Link to article at PubMed

Cureus. 2023 Jan 1;15(1):e33202. doi: 10.7759/cureus.33202. eCollection 2023 Jan.


OBJECTIVE: The HEARTS3 score is used to predict acute coronary syndrome by evaluating the findings of chest pain patients at the end of the second hour. Additionally, the American College of Cardiology (ACC)/American Heart Association (AHA) 2014 non-ST elevation acute coronary syndrome (NSTE-ACS) management guideline suggests assessing cardiac troponin levels at the third and sixth hours as a class 1A recommendation. This study aimed to explore the value of the HEARTS3 score for the evaluation of patients with chest pain and its utility for determining whether a patient is eligible for early discharge from the emergency department.

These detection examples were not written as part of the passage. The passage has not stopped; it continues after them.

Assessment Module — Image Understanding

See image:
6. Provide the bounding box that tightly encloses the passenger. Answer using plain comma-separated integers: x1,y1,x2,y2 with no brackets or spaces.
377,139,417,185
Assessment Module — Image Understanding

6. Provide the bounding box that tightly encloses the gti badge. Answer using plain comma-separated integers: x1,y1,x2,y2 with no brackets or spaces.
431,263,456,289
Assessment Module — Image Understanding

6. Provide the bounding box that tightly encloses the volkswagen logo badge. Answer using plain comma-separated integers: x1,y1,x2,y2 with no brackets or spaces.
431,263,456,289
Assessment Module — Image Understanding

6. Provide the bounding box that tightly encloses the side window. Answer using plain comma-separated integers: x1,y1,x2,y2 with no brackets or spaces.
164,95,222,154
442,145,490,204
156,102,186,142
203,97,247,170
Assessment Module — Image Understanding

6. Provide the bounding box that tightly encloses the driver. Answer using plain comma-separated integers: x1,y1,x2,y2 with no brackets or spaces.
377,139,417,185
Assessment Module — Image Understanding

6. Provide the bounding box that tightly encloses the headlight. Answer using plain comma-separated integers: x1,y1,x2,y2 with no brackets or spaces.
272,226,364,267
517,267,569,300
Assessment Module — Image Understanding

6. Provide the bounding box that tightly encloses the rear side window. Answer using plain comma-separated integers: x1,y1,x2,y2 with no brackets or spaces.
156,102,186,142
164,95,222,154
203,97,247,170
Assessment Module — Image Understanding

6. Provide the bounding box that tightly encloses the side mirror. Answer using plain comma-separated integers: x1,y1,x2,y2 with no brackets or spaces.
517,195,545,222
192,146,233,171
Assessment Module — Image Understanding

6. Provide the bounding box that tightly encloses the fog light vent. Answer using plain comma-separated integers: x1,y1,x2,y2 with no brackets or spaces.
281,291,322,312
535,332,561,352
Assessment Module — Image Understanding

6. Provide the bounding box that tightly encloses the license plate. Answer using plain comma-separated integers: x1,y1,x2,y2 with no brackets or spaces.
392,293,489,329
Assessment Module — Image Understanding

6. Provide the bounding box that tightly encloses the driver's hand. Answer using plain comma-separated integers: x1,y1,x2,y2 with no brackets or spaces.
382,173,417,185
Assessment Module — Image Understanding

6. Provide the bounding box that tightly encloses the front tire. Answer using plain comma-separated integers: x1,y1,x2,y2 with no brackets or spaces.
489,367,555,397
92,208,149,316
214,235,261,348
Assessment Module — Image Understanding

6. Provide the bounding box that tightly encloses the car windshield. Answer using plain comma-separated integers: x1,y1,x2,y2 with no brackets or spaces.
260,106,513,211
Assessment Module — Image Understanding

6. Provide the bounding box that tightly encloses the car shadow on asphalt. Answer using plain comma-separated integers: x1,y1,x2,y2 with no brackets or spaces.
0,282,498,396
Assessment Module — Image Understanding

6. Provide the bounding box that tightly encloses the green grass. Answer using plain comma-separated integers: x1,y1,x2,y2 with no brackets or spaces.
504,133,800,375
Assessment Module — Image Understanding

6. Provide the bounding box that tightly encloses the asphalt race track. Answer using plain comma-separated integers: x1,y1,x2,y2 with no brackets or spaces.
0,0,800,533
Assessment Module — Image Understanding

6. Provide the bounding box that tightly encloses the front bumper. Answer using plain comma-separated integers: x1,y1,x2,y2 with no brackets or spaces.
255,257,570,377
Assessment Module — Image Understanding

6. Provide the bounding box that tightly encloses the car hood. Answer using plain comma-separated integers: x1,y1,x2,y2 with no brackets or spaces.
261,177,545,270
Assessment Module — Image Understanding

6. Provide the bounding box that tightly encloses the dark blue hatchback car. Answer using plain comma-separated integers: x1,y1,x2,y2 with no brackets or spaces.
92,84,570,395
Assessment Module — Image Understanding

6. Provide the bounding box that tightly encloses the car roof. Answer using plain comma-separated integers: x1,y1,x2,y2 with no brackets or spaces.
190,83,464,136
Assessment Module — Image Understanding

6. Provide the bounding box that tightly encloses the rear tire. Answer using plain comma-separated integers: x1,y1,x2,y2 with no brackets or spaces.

MATERIAL AND METHODS: This study was prospectively conducted between March 1, 2016 to May 31, 2016 at the ED of the Research and Training Hospital in İstanbul. A total of 136 patients were evaluated, and HEARTS3 scores were calculated at the second, third, and sixth hours. Receiver operating characteristic (ROC) curves were used to calculate the specificity, sensitivity, negative predictive value (NPV) and positive predictive value (PPV) of these scores. The primary outcome was the occurrence of major adverse cardiac events (MACEs) within 30 days.

RESULTS: In total, 29 patients with MACEs and 107 patients without MACEs were identified within 30 days. Based on the ROC curve, the cutoff value for early discharge was 6. The area under curve (AUC) values were 0.943, 0.963 and 0.976 at the second, third, and sixth hours, respectively. The sensitivity of the second-hour HEARTS3 score was 96.6%, and the NPV was 98.6%. Both the sensitivity and NPV reached 100% at the sixth hour.

CONCLUSION: The HEARTS3 score was considered a feasible method for the prediction of MACEs. We concluded that a patient with a HEARTS3 score less than 6 may be discharged without serial troponin and ECG examination.